In 2007, Pamela Anderson, realizing that UGG-branded boots were made of sheepskin, wrote on her website that she does not support the brand any longer. In February 2008, the Princeton Animal Welfare Society staged a campus protest against the fur industry, particularly attacking the sheepskin industry. "Students lay in the newly fallen snow on the Frist Campus Center's North Front Lawn on Friday afternoon, feigning death, wearing coats covered with fake blood and sporting signs that read, 'What if you were killed for your coat?' "
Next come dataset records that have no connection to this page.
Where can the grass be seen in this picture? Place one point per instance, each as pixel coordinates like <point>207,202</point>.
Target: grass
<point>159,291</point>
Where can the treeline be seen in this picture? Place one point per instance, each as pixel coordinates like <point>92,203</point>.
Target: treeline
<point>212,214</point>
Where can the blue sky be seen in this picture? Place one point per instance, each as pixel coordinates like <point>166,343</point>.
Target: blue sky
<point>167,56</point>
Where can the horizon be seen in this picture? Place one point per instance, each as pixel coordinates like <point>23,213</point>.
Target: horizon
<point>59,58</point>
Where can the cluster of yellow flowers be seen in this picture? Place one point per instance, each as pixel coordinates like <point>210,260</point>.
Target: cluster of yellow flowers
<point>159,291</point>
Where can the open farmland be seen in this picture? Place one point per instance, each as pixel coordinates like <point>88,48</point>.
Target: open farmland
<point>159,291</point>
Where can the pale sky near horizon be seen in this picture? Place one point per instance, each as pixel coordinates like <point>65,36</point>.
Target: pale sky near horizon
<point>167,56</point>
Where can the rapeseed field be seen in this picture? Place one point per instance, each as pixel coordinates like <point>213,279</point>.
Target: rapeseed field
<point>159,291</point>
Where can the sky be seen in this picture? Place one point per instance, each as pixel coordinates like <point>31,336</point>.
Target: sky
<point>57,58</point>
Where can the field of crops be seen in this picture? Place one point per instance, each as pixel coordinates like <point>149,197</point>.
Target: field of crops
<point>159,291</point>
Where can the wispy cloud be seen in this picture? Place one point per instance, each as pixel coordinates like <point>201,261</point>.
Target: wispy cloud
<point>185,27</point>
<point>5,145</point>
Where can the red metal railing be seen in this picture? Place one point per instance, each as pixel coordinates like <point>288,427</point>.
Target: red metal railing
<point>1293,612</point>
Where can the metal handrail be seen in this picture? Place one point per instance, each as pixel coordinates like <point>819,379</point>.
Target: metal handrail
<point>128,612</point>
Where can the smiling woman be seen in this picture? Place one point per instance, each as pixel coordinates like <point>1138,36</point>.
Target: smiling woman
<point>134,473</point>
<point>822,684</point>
UGG makes its footwear within its factories located in Vietnam and China. The sheepskin is primarily sourced from two tanneries in China, and the tanneries in turn source the raw skins from Australia and the United Kingdom.

In 2022, Deckers Outdoor Corporation announced that it would phase alpaca wool out of its brands by the fall of 2023.

In 2024, UGG announced their first vegan boots in a collaboration with designer Collina Strada. The footwear materials are made using sugarcane, Tencel and recycled polyester microfiber.